In [1]:
import glob
import json
import pandas as pd

teams = ['homeTeam', 'awayTeam']

goals = []
red_cards = []
yellow_red_cards = []
unknown_actions = []

json_files = glob.glob("/Users/petebrown/Developer/update-from-bbc/bbc-json/matches/*.json")

for json_file in json_files:
    with open(json_file, 'r') as f:
        data = json.load(f)

        if 'payload' in data.keys():
            if 'matchData' in data['payload'][0]['body'].keys():
                try:
                    data_root = data['payload'][0]['body']['matchData'][0]['tournamentDatesWithEvents']
                    match_keys = data_root.keys()
                except:
                    print(f'Skipping {json_file} - no tournamentDatesWithEvents key')
                    pass
            else:
                print(f'Skipping {json_file} - no matchData key')
                continue
        else:
            data_root = data['matchData'][0]['tournamentDatesWithEvents']
            match_keys = data_root.keys()

        match_keys = sorted(match_keys)

        for k in match_keys:
            events = data_root[k][0]['events']
            for event in events:
                game_date = event['startTime']
                for team in teams:
                    t = event[team]['name']['full']
                    s = pd.json_normalize(event[team]['scores'])
                    if 'playerActions' not in event[team].keys():
                        continue
                    else:
                        plrs = event[team]['playerActions']
                        for plr in plrs:
                            p = pd.json_normalize(plr['name'])
                            
                            actions = plr['actions']

                            for action in actions:
                                a = pd.json_normalize(action)
                                
                                act = pd.concat([a, p, s], axis=1)
                                act['team'] = team
                                act['team_name'] = t
                                act['date'] = game_date
                                if act['type'][0] == 'goal':
                                    goals.append(act)
                                elif act['type'][0] == 'red-card':
                                    red_cards.append(act)
                                elif act['type'][0] == 'yellow-red-card':
                                    yellow_red_cards.append(act)
                                else:
                                    unknown_actions.append(act['type'][0])
                                    print(f'Unknown action: {act["type"][0]}')

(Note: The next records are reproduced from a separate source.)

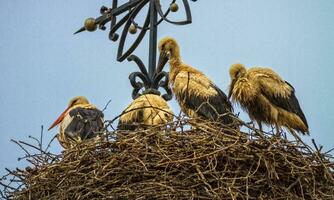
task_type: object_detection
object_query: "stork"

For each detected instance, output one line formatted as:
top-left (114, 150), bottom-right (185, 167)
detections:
top-left (118, 94), bottom-right (174, 130)
top-left (158, 37), bottom-right (234, 125)
top-left (228, 63), bottom-right (309, 134)
top-left (48, 96), bottom-right (104, 149)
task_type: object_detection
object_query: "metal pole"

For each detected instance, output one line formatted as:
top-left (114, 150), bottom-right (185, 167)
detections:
top-left (148, 0), bottom-right (158, 80)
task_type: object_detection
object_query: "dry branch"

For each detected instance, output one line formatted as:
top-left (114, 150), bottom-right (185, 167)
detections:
top-left (0, 119), bottom-right (334, 200)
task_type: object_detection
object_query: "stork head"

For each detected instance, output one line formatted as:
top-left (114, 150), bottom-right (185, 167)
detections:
top-left (68, 96), bottom-right (89, 107)
top-left (228, 63), bottom-right (246, 99)
top-left (48, 96), bottom-right (89, 130)
top-left (158, 37), bottom-right (180, 69)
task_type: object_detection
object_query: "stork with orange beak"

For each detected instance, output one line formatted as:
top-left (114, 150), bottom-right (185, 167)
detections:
top-left (158, 37), bottom-right (235, 126)
top-left (48, 96), bottom-right (104, 149)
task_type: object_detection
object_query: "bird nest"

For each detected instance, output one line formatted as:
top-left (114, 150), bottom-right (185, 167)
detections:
top-left (0, 119), bottom-right (334, 200)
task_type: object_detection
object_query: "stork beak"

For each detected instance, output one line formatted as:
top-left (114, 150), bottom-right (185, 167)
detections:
top-left (48, 107), bottom-right (71, 131)
top-left (157, 52), bottom-right (169, 73)
top-left (228, 79), bottom-right (236, 100)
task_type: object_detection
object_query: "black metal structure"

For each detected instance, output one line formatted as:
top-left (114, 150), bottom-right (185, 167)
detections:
top-left (75, 0), bottom-right (196, 100)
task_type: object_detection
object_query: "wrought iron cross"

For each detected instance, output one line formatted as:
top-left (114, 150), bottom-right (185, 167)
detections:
top-left (75, 0), bottom-right (196, 100)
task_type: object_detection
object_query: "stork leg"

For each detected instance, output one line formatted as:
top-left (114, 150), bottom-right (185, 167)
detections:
top-left (275, 124), bottom-right (281, 137)
top-left (256, 121), bottom-right (263, 132)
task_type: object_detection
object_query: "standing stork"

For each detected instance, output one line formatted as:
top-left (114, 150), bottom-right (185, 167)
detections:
top-left (228, 64), bottom-right (308, 134)
top-left (118, 94), bottom-right (174, 130)
top-left (158, 37), bottom-right (234, 125)
top-left (48, 96), bottom-right (104, 149)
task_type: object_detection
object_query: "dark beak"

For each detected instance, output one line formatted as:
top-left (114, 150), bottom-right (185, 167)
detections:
top-left (157, 52), bottom-right (169, 73)
top-left (228, 79), bottom-right (236, 100)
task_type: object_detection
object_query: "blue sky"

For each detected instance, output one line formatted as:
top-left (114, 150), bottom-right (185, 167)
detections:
top-left (0, 0), bottom-right (334, 174)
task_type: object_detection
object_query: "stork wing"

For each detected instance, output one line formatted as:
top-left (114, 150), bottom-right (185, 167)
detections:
top-left (255, 68), bottom-right (308, 127)
top-left (65, 107), bottom-right (104, 140)
top-left (173, 71), bottom-right (233, 124)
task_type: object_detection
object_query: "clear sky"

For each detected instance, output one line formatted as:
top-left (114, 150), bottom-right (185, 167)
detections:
top-left (0, 0), bottom-right (334, 174)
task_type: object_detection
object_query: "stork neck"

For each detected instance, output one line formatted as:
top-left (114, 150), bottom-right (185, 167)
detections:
top-left (169, 57), bottom-right (182, 68)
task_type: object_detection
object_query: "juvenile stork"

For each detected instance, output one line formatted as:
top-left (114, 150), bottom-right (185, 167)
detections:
top-left (48, 96), bottom-right (103, 149)
top-left (158, 37), bottom-right (234, 125)
top-left (118, 94), bottom-right (174, 130)
top-left (228, 64), bottom-right (308, 134)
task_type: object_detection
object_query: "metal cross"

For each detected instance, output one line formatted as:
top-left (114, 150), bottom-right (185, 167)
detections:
top-left (75, 0), bottom-right (196, 100)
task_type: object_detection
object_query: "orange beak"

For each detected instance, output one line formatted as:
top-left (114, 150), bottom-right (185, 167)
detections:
top-left (48, 107), bottom-right (71, 131)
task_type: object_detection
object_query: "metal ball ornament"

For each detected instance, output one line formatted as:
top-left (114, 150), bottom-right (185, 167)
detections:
top-left (84, 18), bottom-right (97, 32)
top-left (129, 24), bottom-right (137, 34)
top-left (169, 3), bottom-right (179, 12)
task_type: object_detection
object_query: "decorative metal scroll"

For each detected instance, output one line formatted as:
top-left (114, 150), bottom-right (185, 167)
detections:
top-left (75, 0), bottom-right (196, 100)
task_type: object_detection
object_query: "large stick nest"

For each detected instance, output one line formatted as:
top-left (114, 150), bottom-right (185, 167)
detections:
top-left (1, 120), bottom-right (334, 200)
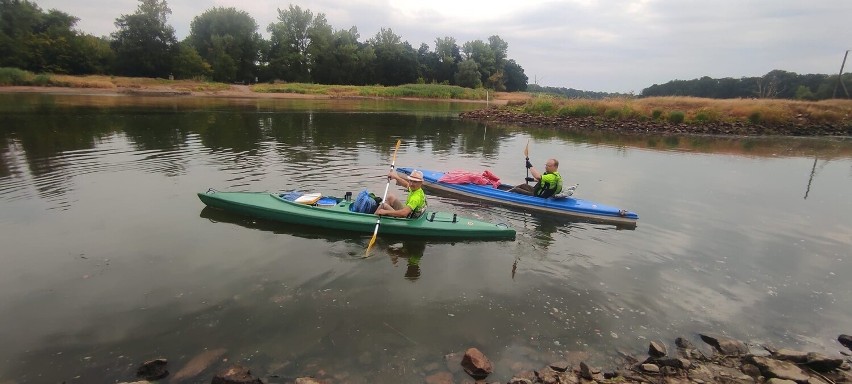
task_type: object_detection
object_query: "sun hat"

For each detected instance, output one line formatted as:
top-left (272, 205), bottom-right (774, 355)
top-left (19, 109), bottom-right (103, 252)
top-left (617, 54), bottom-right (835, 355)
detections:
top-left (408, 169), bottom-right (423, 181)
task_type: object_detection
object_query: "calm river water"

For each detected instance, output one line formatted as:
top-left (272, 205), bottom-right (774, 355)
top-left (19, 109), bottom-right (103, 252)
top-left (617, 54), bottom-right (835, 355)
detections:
top-left (0, 94), bottom-right (852, 383)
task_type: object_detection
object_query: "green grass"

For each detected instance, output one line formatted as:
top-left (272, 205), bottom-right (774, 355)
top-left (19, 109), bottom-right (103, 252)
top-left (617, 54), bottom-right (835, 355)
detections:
top-left (251, 83), bottom-right (486, 100)
top-left (508, 96), bottom-right (852, 125)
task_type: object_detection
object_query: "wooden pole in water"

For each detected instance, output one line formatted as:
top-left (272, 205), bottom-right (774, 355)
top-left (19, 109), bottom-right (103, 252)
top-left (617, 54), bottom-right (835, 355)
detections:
top-left (831, 49), bottom-right (849, 99)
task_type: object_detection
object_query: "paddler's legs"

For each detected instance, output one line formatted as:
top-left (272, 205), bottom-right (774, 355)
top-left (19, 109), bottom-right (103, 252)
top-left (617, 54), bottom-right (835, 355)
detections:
top-left (382, 193), bottom-right (405, 210)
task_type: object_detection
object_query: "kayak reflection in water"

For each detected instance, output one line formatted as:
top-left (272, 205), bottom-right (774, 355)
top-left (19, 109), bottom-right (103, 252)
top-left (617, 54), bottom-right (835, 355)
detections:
top-left (388, 241), bottom-right (426, 281)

goals_df = pd.concat(goals, axis=0, ignore_index=True).drop_duplicates()
red_cards_df = pd.concat(red_cards, axis=0, ignore_index=True).drop_duplicates()
yellow_red_cards_df = pd.concat(yellow_red_cards, axis=0, ignore_index=True).drop_duplicates()

Skipping /Users/petebrown/Developer/update-from-bbc/bbc-json/matches/2015-07-01.json - no tournamentDatesWithEvents key
Skipping /Users/petebrown/Developer/update-from-bbc/bbc-json/matches/2018-06-01.json - no tournamentDatesWithEvents key
Skipping /Users/petebrown/Developer/update-from-bbc/bbc-json/matches/2015-06-01.json - no tournamentDatesWithEvents key
Skipping /Users/petebrown/Developer/update-from-bbc/bbc-json/matches/2022-06-01.json - no tournamentDatesWithEvents key
Skipping /Users/petebrown/Developer/update-from-bbc/bbc-json/matches/2017-07-01.json - no tournamentDatesWithEvents key
Skipping /Users/petebrown/Developer/update-from-bbc/bbc-json/matches/2020-07-01.json - no tournamentDatesWithEvents key
Skipping /Users/petebrown/Developer/update-from-bbc/bbc-json/matches/2012-06-01.json - no tournamentDatesWithEvents key
Skipping /Users/petebrown/Developer/update-from-bbc/bbc-json/matches/2020-06-01.json - no tournamentDatesWithEvents key
Skipping /Users/petebrown/Developer/upda

In [2]:
goals_df = goals_df.sort_values(['date', 'timeElapsed', 'addedTime'])

goals_df['home_goal'] =  goals_df['team'].apply(lambda x: x=='homeTeam').astype(int)
goals_df['away_goal'] =  goals_df['team'].apply(lambda x: x=='awayTeam').astype(int)
goals_df['home_score'] = goals_df.groupby('date')['home_goal'].cumsum()
goals_df['away_score'] = goals_df.groupby('date')['away_goal'].cumsum()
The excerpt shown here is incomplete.